Estimated Interval-Based Checkpointing (EIC) on Spot Instances in Cloud Computing

Department of Computer Science Education, Korea University, Seoul, Republic of Korea

Received 21 January 2014; Accepted 6 May 2014; Published 28 May 2014

Academic Editor: Young-Sik Jeong

Copyright © 2014 Daeyong Jung et al. This is an open access article distributed under the Creative Commons Attribution License, which permits unrestricted use, distribution, and reproduction in any medium, provided the original work is properly cited.

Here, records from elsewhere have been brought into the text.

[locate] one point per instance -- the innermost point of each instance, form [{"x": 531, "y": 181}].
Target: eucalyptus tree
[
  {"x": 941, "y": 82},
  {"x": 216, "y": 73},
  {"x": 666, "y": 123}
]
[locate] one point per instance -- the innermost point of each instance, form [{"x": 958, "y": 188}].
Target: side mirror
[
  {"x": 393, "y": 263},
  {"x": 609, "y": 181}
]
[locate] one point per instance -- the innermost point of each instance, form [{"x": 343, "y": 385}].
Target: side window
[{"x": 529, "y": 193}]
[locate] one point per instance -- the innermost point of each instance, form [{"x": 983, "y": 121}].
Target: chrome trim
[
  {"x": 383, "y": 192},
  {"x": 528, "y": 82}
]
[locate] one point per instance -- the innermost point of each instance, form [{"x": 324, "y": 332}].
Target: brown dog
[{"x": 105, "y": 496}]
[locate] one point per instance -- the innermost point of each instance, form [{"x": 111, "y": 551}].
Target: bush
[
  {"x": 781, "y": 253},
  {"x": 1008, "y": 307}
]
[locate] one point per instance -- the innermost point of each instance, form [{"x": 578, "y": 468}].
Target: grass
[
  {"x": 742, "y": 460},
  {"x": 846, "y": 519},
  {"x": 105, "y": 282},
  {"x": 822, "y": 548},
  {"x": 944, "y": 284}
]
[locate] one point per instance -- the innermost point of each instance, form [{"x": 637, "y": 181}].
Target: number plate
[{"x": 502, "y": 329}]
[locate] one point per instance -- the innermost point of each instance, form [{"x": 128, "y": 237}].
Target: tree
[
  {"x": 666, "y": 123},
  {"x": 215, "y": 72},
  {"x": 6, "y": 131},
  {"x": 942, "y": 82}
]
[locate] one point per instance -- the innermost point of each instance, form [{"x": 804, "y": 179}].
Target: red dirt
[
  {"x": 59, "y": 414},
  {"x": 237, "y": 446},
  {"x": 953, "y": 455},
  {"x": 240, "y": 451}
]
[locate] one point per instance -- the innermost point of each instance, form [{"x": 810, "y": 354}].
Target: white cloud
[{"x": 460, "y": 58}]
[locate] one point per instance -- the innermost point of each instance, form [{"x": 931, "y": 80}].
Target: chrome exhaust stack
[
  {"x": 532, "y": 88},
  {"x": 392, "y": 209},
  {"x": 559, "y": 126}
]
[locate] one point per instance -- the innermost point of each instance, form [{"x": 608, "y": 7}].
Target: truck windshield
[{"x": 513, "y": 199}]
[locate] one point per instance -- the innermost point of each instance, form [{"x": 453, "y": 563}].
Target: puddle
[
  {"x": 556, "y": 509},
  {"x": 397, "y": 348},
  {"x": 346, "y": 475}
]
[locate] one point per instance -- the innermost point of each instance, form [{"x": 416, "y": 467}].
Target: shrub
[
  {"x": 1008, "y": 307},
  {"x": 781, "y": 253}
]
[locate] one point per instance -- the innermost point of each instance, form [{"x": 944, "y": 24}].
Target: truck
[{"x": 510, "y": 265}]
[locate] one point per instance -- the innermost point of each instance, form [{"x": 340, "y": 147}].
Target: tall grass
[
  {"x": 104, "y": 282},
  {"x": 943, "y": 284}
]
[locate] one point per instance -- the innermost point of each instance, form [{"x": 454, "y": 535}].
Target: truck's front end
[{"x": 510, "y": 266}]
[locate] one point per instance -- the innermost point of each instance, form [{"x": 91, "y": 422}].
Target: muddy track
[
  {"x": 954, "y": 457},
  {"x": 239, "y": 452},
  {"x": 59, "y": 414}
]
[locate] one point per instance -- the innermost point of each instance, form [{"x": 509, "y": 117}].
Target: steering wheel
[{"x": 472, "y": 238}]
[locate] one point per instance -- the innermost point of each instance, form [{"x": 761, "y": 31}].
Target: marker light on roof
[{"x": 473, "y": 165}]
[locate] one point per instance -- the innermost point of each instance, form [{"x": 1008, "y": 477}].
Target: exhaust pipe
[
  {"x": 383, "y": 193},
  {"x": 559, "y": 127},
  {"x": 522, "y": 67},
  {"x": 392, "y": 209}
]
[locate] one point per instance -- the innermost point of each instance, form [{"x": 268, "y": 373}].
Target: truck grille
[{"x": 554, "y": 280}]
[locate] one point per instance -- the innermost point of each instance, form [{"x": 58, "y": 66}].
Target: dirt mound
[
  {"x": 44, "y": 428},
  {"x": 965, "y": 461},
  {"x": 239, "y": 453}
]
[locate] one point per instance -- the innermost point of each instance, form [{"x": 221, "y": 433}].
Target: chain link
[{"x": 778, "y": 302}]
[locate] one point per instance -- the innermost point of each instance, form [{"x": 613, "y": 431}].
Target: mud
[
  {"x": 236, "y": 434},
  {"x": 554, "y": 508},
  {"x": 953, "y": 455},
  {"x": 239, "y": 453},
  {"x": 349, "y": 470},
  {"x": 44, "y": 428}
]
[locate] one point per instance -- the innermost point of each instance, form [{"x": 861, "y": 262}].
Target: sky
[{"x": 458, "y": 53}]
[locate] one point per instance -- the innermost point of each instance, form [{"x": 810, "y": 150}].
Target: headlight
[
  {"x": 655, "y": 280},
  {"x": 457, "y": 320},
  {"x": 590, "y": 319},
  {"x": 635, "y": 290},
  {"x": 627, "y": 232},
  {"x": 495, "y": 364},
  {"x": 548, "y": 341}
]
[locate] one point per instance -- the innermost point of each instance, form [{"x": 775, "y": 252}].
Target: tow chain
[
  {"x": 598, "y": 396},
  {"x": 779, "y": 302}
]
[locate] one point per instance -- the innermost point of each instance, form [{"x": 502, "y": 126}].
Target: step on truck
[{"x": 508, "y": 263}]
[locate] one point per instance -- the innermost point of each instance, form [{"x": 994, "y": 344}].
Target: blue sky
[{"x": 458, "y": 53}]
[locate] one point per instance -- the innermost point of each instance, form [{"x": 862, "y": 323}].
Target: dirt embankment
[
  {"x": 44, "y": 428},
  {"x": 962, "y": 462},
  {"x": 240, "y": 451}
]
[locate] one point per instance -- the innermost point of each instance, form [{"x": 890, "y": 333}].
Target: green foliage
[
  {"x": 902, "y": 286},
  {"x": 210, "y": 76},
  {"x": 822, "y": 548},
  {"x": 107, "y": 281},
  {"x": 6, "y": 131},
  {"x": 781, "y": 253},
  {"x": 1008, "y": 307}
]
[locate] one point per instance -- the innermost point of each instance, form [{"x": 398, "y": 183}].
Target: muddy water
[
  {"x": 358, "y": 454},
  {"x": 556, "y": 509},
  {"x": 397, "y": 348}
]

In cloud computing, users can rent computing resources from service providers according to their demand. Spot instances are unreliable resources provided by cloud computing services at low monetary cost. When users perform tasks on spot instances, there is an inevitable risk of failures that causes the delay of task execution time, resulting in a serious deterioration of quality of service (QoS). To deal with the problem on spot instances, we propose an estimated interval-based checkpointing (EIC) using weighted moving average. Our scheme sets the thresholds of price and execution time based on history. Whenever the actual price and the execution time cross over the thresholds, the system saves the state of spot instances. The Bollinger Bands is adopted to inform the ranges of estimated cost and execution time for user's discretion. The simulation results reveal that, compared to the HBC and REC, the EIC reduces the number of checkpoints and the rollback time. Consequently, the task execution time is decreased with EIC by HBC and REC. The EIC also provides the benefit of the cost reduction by HBC and REC, on average. We also found that the actual cost and execution time fall within the estimated ranges suggested by the Bollinger Bands.